LocalInference API

A high-performance, modular General Inference API compatible with OpenAI's API specification. Built for local LLM inference with advanced context management, sliding window token optimization, and technical RAG capabilities.

Features

OpenAI-Compatible API: Drop-in replacement for OpenAI's chat completions API
Multi-Provider Support: Ollama, OpenRouter, and extensible provider architecture
Advanced Context Management: Sliding window token management with intelligent compression
Technical RAG: Optimized retrieval for technical documentation and code
Session-Based Architecture: Persistent conversation state with checkpointing
Streaming Support: Real-time token streaming for all endpoints
PostgreSQL Backend: Production-ready persistence with JSONB vector storage

Quick Start

Prerequisites

.NET 9.0 SDK
PostgreSQL 14+
Ollama (for local inference): https://ollama.ai

Installation

# Clone the repository
git clone https://github.com/Cstannahill/LocalInference
cd LocalInference

# Restore dependencies
dotnet restore

# Configure database (edit appsettings.json with PostgreSQL connection)
# Default: Host=localhost;Database=LocalInference;Username=postgres;Password=postgres

# Apply migrations
cd src/LocalInference.Api
dotnet ef database update

# Start the API
dotnet run

Verify Installation

# Health check
curl http://localhost:5000/health

# Create inference config
curl -X POST http://localhost:5000/api/inference-configs \
  -H "Content-Type: application/json" \
  -d '{
    "name": "Ollama Default",
    "modelIdentifier": "Qwen3.5-2B-UC",
    "providerType": "Ollama",
    "temperature": 0.7,
    "topP": 0.9,
    "contextWindow": 8192,
    "maxTokens": 2048,
    "isDefault": true
  }'

# Test chat completions (requires Ollama with Qwen3.5-2B-UC model)
curl -X POST http://localhost:5000/v1/chat/completions \
  -H "Content-Type: application/json" \
  -d '{
    "model": "Qwen3.5-2B-UC",
    "messages": [{"role": "user", "content": "Hello!"}],
    "stream": false
  }'

First Run Checklist

✅ .NET 9.0 SDK installed: dotnet --version
✅ PostgreSQL running: psql --version
✅ Ollama running: curl http://localhost:11434/api/tags
✅ Model available: ollama pull Qwen3.5-2B-UC
✅ Migrations applied: cd src/LocalInference.Api && dotnet ef migrations list
✅ API running: dotnet run (should show listening on port 5000)

API Overview

Base URL

http://localhost:5000

Authentication

Currently, the API runs without authentication in local mode.

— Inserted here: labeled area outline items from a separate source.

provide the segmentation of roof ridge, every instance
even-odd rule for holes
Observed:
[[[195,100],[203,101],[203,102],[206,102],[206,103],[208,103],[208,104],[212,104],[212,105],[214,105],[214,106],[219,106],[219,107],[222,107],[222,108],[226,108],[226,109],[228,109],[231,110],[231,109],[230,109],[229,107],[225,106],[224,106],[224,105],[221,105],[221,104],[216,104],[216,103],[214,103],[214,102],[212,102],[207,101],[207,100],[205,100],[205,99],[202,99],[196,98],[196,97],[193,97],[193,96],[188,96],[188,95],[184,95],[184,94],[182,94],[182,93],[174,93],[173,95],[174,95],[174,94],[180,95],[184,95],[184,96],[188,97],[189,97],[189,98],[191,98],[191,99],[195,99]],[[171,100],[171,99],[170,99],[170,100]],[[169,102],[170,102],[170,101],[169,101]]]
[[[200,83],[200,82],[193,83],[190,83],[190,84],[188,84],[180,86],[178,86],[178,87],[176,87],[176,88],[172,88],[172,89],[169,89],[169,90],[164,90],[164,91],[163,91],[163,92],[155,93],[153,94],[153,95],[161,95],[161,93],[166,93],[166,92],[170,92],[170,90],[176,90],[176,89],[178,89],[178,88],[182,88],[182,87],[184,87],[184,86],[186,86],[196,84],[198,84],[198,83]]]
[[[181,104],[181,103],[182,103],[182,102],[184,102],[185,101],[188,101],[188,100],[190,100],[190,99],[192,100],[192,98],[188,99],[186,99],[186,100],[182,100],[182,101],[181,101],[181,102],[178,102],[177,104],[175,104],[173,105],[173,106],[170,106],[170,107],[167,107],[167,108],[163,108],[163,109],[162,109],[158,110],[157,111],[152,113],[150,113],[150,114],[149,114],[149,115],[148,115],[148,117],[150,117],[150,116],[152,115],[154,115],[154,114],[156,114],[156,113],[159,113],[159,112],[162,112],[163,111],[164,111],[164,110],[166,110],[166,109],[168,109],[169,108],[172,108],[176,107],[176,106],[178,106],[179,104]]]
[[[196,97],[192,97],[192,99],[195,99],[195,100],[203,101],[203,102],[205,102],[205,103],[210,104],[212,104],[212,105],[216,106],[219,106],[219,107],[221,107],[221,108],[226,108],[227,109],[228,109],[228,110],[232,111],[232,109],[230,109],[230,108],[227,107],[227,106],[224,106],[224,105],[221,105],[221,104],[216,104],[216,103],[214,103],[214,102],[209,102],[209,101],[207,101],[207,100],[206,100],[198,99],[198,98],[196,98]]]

For production deployment, add authentication middleware as needed.

Core Concepts

Sessions

Sessions replace the traditional character/persona model. A session:

Maintains conversation history
Has configurable context window size
Supports multiple inference configurations
Automatically manages token budgets

Inference Configurations

Reusable configuration profiles defining:

Model identifier and provider
Generation parameters (temperature, top_p, etc.)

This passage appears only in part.